Symptoms of Endometriosis

Many individuals may notice a fluctuation in their symptoms throughout their monthly cycle, with pain intensifying during menstruation and sometimes even during ovulation. These changes are thought to be linked to variations in hormone levels that impact the activity of endometriosis. Endometriosis contains receptors for estrogen and progesterone, which play a role in the disease's progression by responding to the levels of these hormones in the body. The peritoneum, a protective membrane covering the pelvic structures, is the most common site for endometriosis. While most cases involve superficial lesions that are not easily detected through imaging, some individuals may experience deep and invasive lesions that affect organs like the bladder, bowel, and even the diaphragm.

If a woman experiences symptoms such as painful periods, pain with intercourse, gastrointestinal discomfort, or urinary issues, endometriosis may be suspected. Other common symptoms include pelvic pain, heavy or irregular menstrual bleeding, and infertility. Patients with endometriosis often complain of bloating and fatigue, and these symptoms can improve with root cause treatment.  Endometriosis can affect various sites within the pelvic region, such as the ovaries, fallopian tubes, uterus, bladder, and intestines.

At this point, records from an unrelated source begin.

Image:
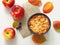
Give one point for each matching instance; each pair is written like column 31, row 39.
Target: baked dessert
column 39, row 24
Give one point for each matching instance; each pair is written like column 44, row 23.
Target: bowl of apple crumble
column 39, row 23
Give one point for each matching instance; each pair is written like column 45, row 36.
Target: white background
column 53, row 38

It is important to note that not all individuals with endometriosis experience symptoms, and some may only discover the condition during fertility evaluations or surgical procedures.

During a pelvic exam, tenderness and pain in specific areas may be reported, and nodularity behind the uterus can be detected by a healthcare provider. However, a definitive diagnosis can only be made through surgical procedures, where abnormal tissue samples are biopsied and examined for the presence of endometrial-like glands and stroma.

Diagnosis and Challenges

Diagnosing endometriosis can be challenging due to the lack of specific symptoms and the overlap with other gynecological conditions. Currently, the gold standard for diagnosis is through surgical intervention, such as laparoscopy, where a healthcare provider can visualize and confirm the presence of endometriosis. However, there are diagnostic criteria that healthcare providers use to assess the likelihood of endometriosis based on symptoms, pelvic exams, and imaging studies.
Unfortunately, there is often a delay in diagnosis, with many individuals experiencing symptoms for years before receiving a proper diagnosis. Improved awareness, education, and research are crucial in reducing this delay and ensuring timely diagnosis and management.

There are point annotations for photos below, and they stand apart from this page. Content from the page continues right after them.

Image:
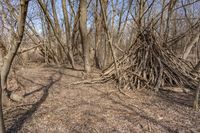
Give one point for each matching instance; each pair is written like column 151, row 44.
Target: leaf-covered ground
column 51, row 105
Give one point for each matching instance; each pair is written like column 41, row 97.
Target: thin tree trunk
column 11, row 54
column 67, row 30
column 191, row 44
column 84, row 37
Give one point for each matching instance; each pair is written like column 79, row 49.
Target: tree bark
column 84, row 37
column 191, row 44
column 67, row 30
column 11, row 54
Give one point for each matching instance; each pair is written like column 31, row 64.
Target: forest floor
column 51, row 105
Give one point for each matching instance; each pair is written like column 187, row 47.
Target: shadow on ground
column 20, row 114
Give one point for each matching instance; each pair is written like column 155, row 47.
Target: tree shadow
column 21, row 118
column 182, row 99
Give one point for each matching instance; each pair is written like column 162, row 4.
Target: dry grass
column 51, row 105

Although the gold standard diagnosis of endometriosis is a tissue diagnosis, required after excision surgery, at RESTORE Center for Endometriosis, with thorough preoperative evaluation and planning, we seek to offer see-and-treat surgery; so that, at the same surgery, endometriosis is both diagnosed and treated.  

Exploring Lesser-Known Facts

Were you aware that the oldest individual treated for endometriosis was in her 80s? Endometriosis is a condition that can persist even into menopause, though the severity of symptoms may lessen. Interestingly, reports of endometriosis trace back to 1825 BC in the Kahun Papyrus of ancient Egypt. Throughout history, references to endometriosis have been found in medical texts dating back to the early 19th century, shedding light on the enduring nature of this condition.

Beyond the typical pelvic sites, endometriosis can also manifest in unexpected areas like the lungs, diaphragm, and even surgical scars. Furthermore, endometriosis has been documented in diverse cases, including stillborn female fetuses, young girls, and even women born without a uterus.